La incapacidad de observar su propia paja es la que urde cualquier tipo de
fábula que lo exculpe del desastre que es como especie. Así que siempre ha
habido, hay y habrá un maldito enemigo, alguien más malo que nadie creando caos
y confusión, desviando la marea humana corriente abajo, contra las piedras de
la culpa ajena.
Me falta amor, me digo, amor en general. Cada uno de nosotros somos un
pequeño mundo al que le falta amor. No somos otra cosa que la representación de
ese gran mundo de allá fuera, ese que hemos creado y destruido a la misma vez.

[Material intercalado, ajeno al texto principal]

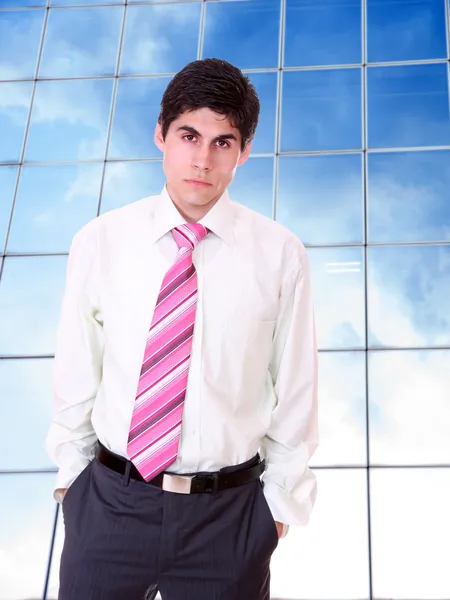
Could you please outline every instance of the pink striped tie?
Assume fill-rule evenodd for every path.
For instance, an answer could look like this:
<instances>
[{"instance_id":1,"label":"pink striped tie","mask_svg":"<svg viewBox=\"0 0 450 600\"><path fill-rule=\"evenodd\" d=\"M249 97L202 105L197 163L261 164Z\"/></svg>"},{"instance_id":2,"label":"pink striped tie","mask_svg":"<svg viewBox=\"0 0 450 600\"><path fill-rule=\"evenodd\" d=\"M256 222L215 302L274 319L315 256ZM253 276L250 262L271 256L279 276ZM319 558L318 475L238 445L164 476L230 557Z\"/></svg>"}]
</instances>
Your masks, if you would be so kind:
<instances>
[{"instance_id":1,"label":"pink striped tie","mask_svg":"<svg viewBox=\"0 0 450 600\"><path fill-rule=\"evenodd\" d=\"M208 230L189 223L172 233L178 256L156 302L128 436L128 455L146 481L178 453L197 306L192 253Z\"/></svg>"}]
</instances>

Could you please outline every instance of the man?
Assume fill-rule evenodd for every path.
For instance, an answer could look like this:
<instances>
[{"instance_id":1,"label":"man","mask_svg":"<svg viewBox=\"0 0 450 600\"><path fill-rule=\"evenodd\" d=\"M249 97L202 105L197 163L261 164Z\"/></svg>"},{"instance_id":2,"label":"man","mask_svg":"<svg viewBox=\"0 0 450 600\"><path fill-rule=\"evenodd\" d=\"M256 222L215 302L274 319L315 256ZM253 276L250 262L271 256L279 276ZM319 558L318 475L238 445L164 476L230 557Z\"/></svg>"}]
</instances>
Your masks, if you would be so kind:
<instances>
[{"instance_id":1,"label":"man","mask_svg":"<svg viewBox=\"0 0 450 600\"><path fill-rule=\"evenodd\" d=\"M48 436L65 521L60 600L157 589L164 600L267 600L279 537L308 520L308 259L227 193L258 116L239 69L187 65L155 130L161 195L73 240Z\"/></svg>"}]
</instances>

Me siento el mundo, desolada, vacía, pisoteada por fuerzas que se escapan a mi
control. Observo a través del cristal ese mundo, el mundo que boquea en busca
de oxígeno. Respiro mi propia asfixia.
Sin nosotros el aire del mundo se torna más limpio, el agua se aclara y a
través del espejo del agua los peces nadan hasta la misma orilla, exentos de
barreras humanas. La ciudad misma se ha convertido en sabana y montaña, prados
y bosques. Los pocos animales salvajes que aún sobreviven a nuestra barbarie
vuelven a recorrer las rutas que les robamos. A la tierra le crecen tímidas
ramas con el tiempo contado. También el agua, el aire y las fieras tienen el
tiempo contado. No les estamos regalando nada. Detrás de los cristales la gente
llora y se ofende, aplaude a otra gente que le salvará del desastre. Sin
embargo, yo me pregunto: ¿de qué desastre nos estamos salvando?